After his death, we continue to reflect on a life well lived, a life that fulfilled its God given purpose and destiny.  As a South African living in the United States I marvel at how much our histories intertwine. When I mention that I am from South Africa, most people will invariably ask me about Nelson Mandela. Indeed he is a rare human being who touched lives not only in South Africa but in Europe, North and South America, and Asia.

In Psalm 2:8,  the Psalmist poses the following question: “ask of me, and I will give you the nations for your inheritance, and the ends of the earth for your possession”. Sublimely Nelson Rolihlahla Mandela asked the question and God answered a resounding, yes, as evidenced by his life, service, and rare status.

Biography for Sindile

HU Stage Rev Sindile Dlamini
Rev Sindile Dlamini

Rev. Sindile Dlamini comes to Washington DC by way of Johannesburg, South Africa. She holds a Bachelor of Business Administration from Andrews University, Berrien Springs, Michigan.

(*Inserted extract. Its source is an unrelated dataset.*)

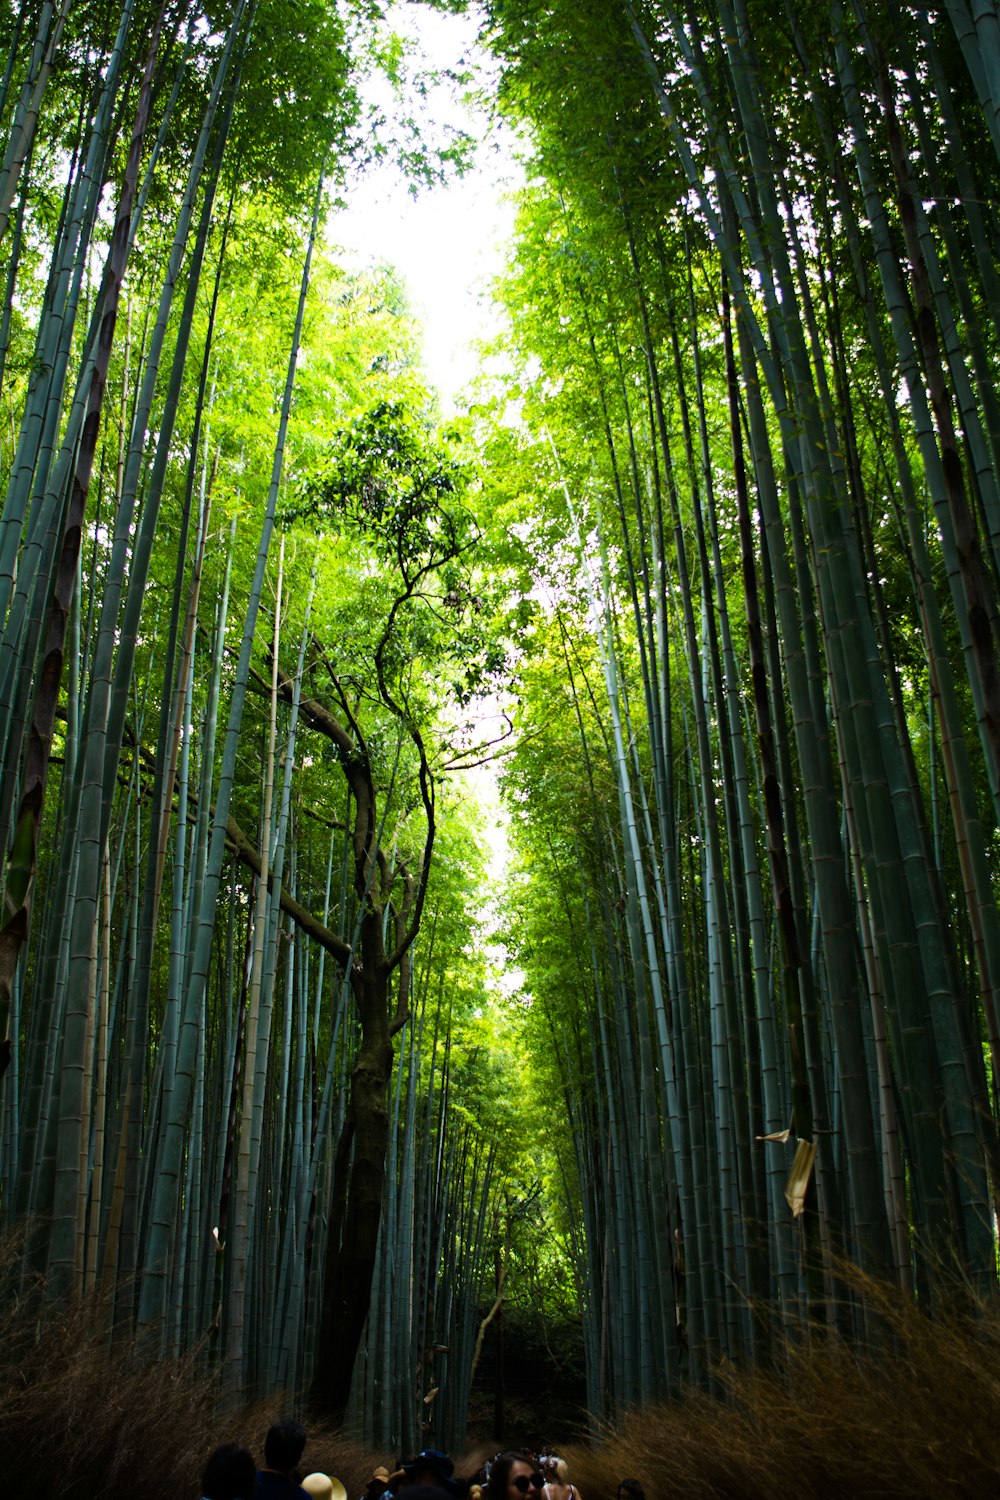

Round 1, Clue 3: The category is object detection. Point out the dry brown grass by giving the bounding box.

In May 2011, she graduated with a Master of Divinity from Howard University School of Divinity. She started as the Research Assistant in the Office of the Dean and served as Secretary and Elections Coordinator for the Student Government Association.  In 2009, she was a Graduate Student Assembly Humanitarian Award recipient. She also received a Special Recognition Award from the School of Divinity Student Government Association.

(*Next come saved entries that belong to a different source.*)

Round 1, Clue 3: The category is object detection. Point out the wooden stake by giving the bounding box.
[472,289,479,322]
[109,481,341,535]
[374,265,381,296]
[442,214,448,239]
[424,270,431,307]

She advocates for youth to participate in service projects in the city such as Martin Luther King (Jr) Day of Service and Howard University Alternative Spring Break Service Project. In this context, youth learn the value of giving back and making a difference in the community. In this way their service competence will effect positive generational change for the community, locally and internationally.


She is also an associate minister at Michigan Park Christian Church under the leadership of Pastor. Marvin Owens and has served as a Board Secretary in 2011-2013 and participates as a Christian Education teacher.  In addition, in the wider community she is a board member for Life Restoration Ministry, Baltimore, MD. She serves as a Diaspora Coordinator for Vuka Africa Foundation based in Johannesburg, South Africa.

Currently, she is a Professional Chaplain at Howard University Hospital providing pastoral and spiritual care to patients, families and staff. In addition, she has previously worked as a chaplain at George Washington University Hospital. There she strengthened her pastoral care skills with palliative care patients and the trauma unit.

Publicly, she has appeared on ABC, NBC Channel 4 and Sheryl Lee Ralph Radio Show. There she talked about the life and legacy of Nelson Mandela and highlighted Mandela as a symbol of social justice, reconciliation and service and truth.

Therefore she desires that her gift and calling advance the kingdom of God in all spheres of society.